Valley oak tree could provide insight into how plants will adapt to climate change

The valley oak, a tree species native to California, is at the root of a new means of determining an organism’s genetic fitness in the face of climate change.

A UCLA-led study found that under current global warming conditions, trees such as valley oaks are unable to thrive, adapt and proliferate as before. The study was published in the Proceedings of the National Academy of Sciences of the United States of America in November.

While the study focused on the valley oak, it illustrated greater ramifications for species that are slow to adapt and evolve, in terms of conservation and reforestation, said Victoria Sork, a plant evolutionary biologist who headed the research.

The study was authored by former UCLA postdoctoral researcher Luke Browne, who collaborated with Jessica Wright, a conservation geneticist at the Pacific Southwest Research Station of the United States Department of Agriculture’s Forest Service, along with several other researchers.

The study used common garden experiments to test the assumption that trees are best suited to their climate of origin. A benefit of using trees is that trees are a living record of changes in the environment. Scientists can go back to these organisms and continue to study them over several generations.

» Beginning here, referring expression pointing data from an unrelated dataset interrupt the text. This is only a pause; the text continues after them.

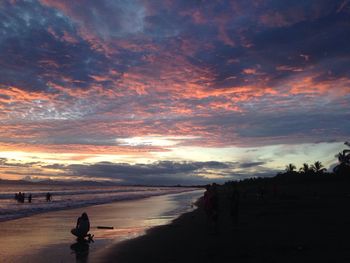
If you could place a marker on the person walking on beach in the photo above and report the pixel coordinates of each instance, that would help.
(82, 228)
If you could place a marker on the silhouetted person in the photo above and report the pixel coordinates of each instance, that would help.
(234, 205)
(211, 206)
(20, 197)
(82, 228)
(48, 197)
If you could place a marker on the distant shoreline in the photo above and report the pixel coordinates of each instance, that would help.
(303, 223)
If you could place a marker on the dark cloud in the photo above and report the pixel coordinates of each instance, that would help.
(161, 173)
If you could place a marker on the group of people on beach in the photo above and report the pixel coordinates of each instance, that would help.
(21, 197)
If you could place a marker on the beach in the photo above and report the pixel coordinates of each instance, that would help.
(46, 237)
(303, 223)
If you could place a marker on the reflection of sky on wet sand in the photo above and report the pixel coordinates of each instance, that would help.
(46, 237)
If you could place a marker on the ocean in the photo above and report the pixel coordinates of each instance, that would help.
(65, 196)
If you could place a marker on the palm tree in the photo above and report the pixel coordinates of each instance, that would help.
(290, 168)
(318, 168)
(344, 161)
(305, 169)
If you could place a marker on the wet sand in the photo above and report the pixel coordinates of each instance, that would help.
(307, 223)
(46, 237)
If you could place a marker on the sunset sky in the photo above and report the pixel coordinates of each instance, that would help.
(167, 92)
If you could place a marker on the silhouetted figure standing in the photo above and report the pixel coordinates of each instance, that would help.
(234, 205)
(211, 206)
(48, 197)
(82, 228)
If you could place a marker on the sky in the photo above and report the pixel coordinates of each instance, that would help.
(171, 92)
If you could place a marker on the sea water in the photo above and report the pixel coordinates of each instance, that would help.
(65, 196)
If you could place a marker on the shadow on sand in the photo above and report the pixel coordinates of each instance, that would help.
(81, 250)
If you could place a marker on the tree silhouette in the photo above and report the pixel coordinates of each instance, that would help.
(305, 169)
(344, 161)
(290, 168)
(318, 168)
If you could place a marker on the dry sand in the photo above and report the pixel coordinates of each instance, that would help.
(304, 223)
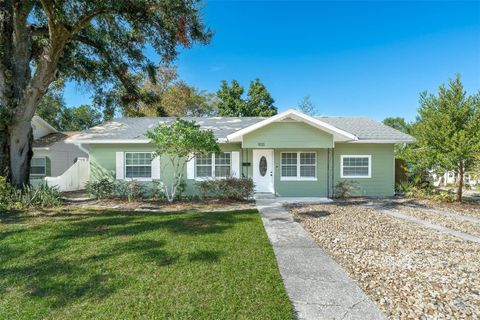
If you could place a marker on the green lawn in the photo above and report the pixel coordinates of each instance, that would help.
(114, 264)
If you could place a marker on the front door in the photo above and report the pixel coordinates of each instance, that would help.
(263, 170)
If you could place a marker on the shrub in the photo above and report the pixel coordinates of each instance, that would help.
(104, 188)
(444, 196)
(128, 190)
(345, 189)
(41, 196)
(229, 188)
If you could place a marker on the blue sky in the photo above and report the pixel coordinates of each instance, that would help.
(352, 58)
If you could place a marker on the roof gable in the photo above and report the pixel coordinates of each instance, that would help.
(292, 114)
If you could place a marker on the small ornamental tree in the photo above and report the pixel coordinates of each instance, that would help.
(178, 143)
(448, 131)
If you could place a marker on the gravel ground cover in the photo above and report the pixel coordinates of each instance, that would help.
(410, 271)
(466, 208)
(440, 219)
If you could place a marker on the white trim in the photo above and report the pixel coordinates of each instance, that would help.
(212, 177)
(356, 156)
(382, 141)
(136, 165)
(341, 135)
(100, 141)
(298, 177)
(74, 140)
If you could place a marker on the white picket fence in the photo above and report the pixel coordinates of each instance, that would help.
(73, 179)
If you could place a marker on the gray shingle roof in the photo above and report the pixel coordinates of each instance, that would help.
(134, 128)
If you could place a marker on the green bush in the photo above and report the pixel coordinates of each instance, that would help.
(345, 189)
(102, 189)
(229, 188)
(41, 196)
(128, 190)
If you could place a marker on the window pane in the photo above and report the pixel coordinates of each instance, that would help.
(307, 171)
(203, 159)
(289, 158)
(37, 170)
(204, 171)
(38, 162)
(307, 158)
(222, 171)
(289, 171)
(222, 158)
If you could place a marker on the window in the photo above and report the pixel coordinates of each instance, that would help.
(213, 165)
(138, 165)
(356, 166)
(38, 166)
(299, 166)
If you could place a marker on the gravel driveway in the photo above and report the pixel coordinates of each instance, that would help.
(410, 271)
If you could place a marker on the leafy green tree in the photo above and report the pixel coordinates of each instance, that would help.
(97, 43)
(173, 97)
(230, 101)
(260, 102)
(398, 123)
(448, 131)
(179, 142)
(307, 106)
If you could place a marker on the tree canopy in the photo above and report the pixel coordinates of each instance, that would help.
(258, 103)
(179, 142)
(99, 44)
(447, 131)
(306, 106)
(173, 97)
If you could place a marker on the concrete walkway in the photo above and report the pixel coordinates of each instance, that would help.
(317, 286)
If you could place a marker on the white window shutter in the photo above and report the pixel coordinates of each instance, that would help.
(236, 164)
(191, 169)
(119, 166)
(156, 168)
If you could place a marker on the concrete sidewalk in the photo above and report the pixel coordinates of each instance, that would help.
(317, 286)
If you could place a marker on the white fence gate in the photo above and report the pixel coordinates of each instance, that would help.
(73, 179)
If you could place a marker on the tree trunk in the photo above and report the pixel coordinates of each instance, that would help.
(461, 172)
(20, 143)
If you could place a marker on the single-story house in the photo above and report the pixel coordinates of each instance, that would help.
(52, 157)
(290, 154)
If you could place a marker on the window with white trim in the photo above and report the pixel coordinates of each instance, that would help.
(298, 166)
(38, 166)
(356, 166)
(138, 165)
(213, 165)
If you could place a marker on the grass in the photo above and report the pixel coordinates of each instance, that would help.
(120, 264)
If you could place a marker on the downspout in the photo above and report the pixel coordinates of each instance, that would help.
(328, 173)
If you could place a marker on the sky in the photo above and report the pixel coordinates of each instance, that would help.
(352, 58)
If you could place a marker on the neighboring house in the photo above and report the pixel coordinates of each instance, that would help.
(52, 157)
(289, 154)
(449, 178)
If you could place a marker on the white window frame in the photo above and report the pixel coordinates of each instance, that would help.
(44, 168)
(134, 165)
(298, 177)
(212, 168)
(356, 156)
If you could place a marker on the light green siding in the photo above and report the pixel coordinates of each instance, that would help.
(103, 157)
(289, 188)
(288, 135)
(382, 181)
(103, 162)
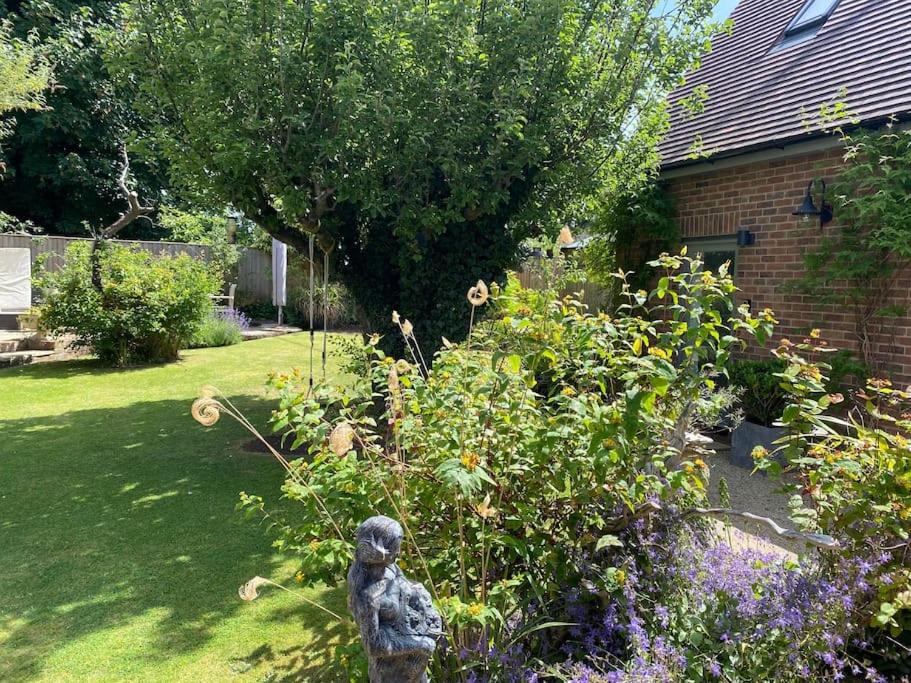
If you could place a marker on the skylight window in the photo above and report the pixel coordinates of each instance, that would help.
(812, 15)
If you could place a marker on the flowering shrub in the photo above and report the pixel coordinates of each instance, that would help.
(518, 460)
(553, 505)
(854, 475)
(222, 328)
(144, 310)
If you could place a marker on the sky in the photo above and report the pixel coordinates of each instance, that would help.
(724, 9)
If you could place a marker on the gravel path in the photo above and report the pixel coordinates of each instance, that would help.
(754, 493)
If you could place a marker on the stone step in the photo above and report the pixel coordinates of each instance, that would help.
(14, 358)
(10, 345)
(35, 344)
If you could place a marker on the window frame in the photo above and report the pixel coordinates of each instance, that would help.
(799, 28)
(715, 243)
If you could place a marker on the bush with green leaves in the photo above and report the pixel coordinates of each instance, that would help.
(422, 141)
(146, 309)
(853, 477)
(518, 459)
(762, 395)
(219, 330)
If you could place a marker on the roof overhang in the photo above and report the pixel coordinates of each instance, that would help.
(768, 151)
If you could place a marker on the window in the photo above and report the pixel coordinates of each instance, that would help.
(715, 251)
(812, 15)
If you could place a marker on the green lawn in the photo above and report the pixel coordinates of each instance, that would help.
(120, 549)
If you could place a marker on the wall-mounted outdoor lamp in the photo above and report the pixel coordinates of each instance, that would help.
(745, 238)
(808, 210)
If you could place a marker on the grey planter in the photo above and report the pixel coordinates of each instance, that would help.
(749, 435)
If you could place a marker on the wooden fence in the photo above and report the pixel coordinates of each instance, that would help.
(594, 296)
(254, 268)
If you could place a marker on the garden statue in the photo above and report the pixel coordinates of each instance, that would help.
(398, 624)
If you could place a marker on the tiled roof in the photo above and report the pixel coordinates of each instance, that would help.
(759, 95)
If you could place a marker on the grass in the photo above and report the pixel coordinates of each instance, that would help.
(120, 548)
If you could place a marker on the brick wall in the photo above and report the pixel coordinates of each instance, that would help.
(760, 196)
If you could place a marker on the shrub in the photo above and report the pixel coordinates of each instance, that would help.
(147, 307)
(517, 461)
(223, 328)
(855, 473)
(762, 395)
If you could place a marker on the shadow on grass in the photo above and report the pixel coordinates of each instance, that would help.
(120, 517)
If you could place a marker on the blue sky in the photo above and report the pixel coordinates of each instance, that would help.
(724, 9)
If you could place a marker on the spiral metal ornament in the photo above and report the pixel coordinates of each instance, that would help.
(206, 411)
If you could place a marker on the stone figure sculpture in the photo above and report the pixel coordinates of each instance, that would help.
(398, 624)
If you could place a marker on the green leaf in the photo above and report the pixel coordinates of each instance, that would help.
(608, 541)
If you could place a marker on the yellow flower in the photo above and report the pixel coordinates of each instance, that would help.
(658, 352)
(470, 461)
(341, 439)
(478, 295)
(484, 509)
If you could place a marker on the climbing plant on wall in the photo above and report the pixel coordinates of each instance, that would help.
(860, 260)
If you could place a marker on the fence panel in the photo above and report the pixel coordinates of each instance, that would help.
(254, 267)
(594, 296)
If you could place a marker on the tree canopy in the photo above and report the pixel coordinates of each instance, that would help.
(24, 76)
(63, 160)
(421, 141)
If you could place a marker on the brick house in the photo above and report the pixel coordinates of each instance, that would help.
(757, 155)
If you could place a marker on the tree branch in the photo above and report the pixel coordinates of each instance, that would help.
(651, 507)
(134, 208)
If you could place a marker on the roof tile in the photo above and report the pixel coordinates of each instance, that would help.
(761, 95)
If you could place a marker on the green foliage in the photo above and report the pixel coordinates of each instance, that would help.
(201, 228)
(856, 264)
(215, 331)
(24, 75)
(762, 395)
(424, 141)
(516, 456)
(629, 230)
(855, 473)
(63, 160)
(147, 307)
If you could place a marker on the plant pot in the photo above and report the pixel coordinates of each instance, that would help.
(749, 435)
(28, 322)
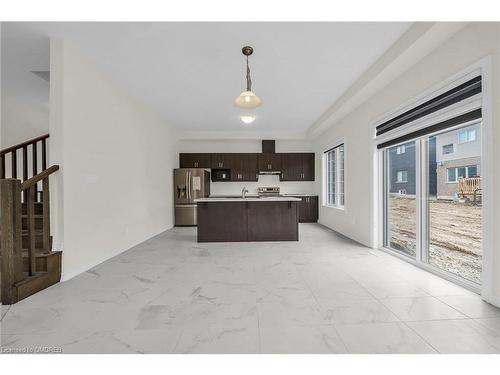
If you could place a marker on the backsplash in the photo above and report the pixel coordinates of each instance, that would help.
(234, 188)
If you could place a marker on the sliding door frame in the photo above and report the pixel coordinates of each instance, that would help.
(483, 101)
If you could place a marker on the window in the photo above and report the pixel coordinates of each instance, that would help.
(448, 149)
(455, 173)
(402, 176)
(401, 149)
(334, 172)
(466, 135)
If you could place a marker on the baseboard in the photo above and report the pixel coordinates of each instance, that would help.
(69, 275)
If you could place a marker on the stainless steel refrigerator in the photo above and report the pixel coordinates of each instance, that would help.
(189, 184)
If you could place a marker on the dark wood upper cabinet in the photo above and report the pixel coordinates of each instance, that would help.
(244, 167)
(308, 166)
(297, 167)
(194, 160)
(269, 162)
(222, 161)
(291, 167)
(250, 167)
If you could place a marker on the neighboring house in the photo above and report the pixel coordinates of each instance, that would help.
(402, 168)
(458, 155)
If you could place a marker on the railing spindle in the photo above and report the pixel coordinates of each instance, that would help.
(46, 215)
(25, 169)
(44, 154)
(2, 166)
(11, 241)
(35, 166)
(14, 163)
(31, 229)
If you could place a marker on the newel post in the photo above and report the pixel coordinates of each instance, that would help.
(11, 245)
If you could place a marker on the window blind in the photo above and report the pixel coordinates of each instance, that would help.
(452, 96)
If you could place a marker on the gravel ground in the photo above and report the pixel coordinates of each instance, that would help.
(455, 234)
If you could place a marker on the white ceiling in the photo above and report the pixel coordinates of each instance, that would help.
(190, 73)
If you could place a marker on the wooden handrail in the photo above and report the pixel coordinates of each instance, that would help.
(39, 177)
(24, 144)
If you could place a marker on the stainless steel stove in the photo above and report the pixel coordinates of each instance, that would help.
(269, 191)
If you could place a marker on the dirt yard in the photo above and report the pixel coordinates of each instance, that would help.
(455, 231)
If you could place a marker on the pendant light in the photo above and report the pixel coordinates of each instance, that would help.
(247, 119)
(247, 98)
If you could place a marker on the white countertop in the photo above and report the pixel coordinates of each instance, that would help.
(249, 199)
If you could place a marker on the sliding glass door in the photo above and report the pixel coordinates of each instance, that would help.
(454, 202)
(433, 200)
(399, 198)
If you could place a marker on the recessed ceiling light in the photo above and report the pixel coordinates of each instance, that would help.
(247, 119)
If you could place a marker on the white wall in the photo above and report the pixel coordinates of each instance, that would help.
(25, 96)
(229, 145)
(466, 47)
(115, 186)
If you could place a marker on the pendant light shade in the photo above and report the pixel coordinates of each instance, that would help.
(247, 119)
(248, 99)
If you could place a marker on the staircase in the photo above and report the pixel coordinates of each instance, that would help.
(27, 262)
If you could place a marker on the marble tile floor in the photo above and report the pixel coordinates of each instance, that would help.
(323, 294)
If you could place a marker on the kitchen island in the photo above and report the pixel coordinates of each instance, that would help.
(234, 219)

With funding and assistance from the research station, researchers collected 11,000 acorns from 95 documented sites within the native range of valley oak, extending from the foothills of the Cascades to the Santa Monica Mountains. Nearly 7,000 of those acorns were transferred to greenhouses where they germinated and grew into saplings, and then again transferred to two gardens.

Upon determining growth rates of the trees at these sites, they found that modern valley oaks were maladapted to current climate conditions. To understand these findings, the researchers then sequenced the genomes of maternal trees, matching them to genomic sequences of progeny trees.

Sorel Fitz-Gibbon, a UCLA researcher who specializes in bioinformatics and comparative genomics, who worked on the study, said that instead of looking at whole genomic sequences of the trees, she assisted in analyzing specific, targeted segments of the valley oak’s genome correlated with growth and maturation in their climate of origin.

Valley oaks are more suited to colder climates. As a result, they experienced a lag in their ability to flourish in their current climate under rising temperatures, the study stated.

Instead, the study finds that current populations of valley oak would be able to mature better in a climate such as that found about 21,000 years ago, at the peak of the last ice age.

At that time California and the Southwestern states were wet and lush, summer temperatures were around 4 degrees Celsius colder, and an ice sheet extended from Canada into the northern United States, according to the American Museum of Natural History.

“Most of the expectation is that plants usually have their populations in the same area, and over time they are adapted to their local environment,” Sork said. “One way to find out how broadly or narrowly (trees) are adapted is to take seeds from all over their species range, plant them in one environment, and then any differences you see in their growth patterns or traits must be due to genetics.”

This idea forms the basis of forestry studies and evolutionary biology, as reforestation initiatives use the concept of seed zones to determine which seeds grow best in which zones, as they are presumably more well adapted and have a better chance to mature in these zones, Sork said.

The researchers estimated that, because of the effects of climate change and expected warmer temperatures, trees that have the necessary beneficial genetic markers would have a growth rate 11% higher than that of all the trees in the common garden tests and an increased rate of 25% in overall growth compared to trees lacking these markers.

This finding is matched by a predicted 4.8-degree-Celsius climb in temperature between the years 2070 and 2099 from that in the mid-19th to late 20th century, according to the study. The study followed growth rates of valley oak in the first five years of life, Wright said.

A former UCLA postdoctoral researcher in Sork’s lab and contributor to the study, Paul Gugger, said that oaks are the most diverse group of trees, and contribute to the majority of biomass in North America.

“Oaks in general are incredibly important, both ecologically and economically, in the Northern Hemisphere,” Gugger said.

Trees are a necessary staple to ecosystem dynamics, Sork said.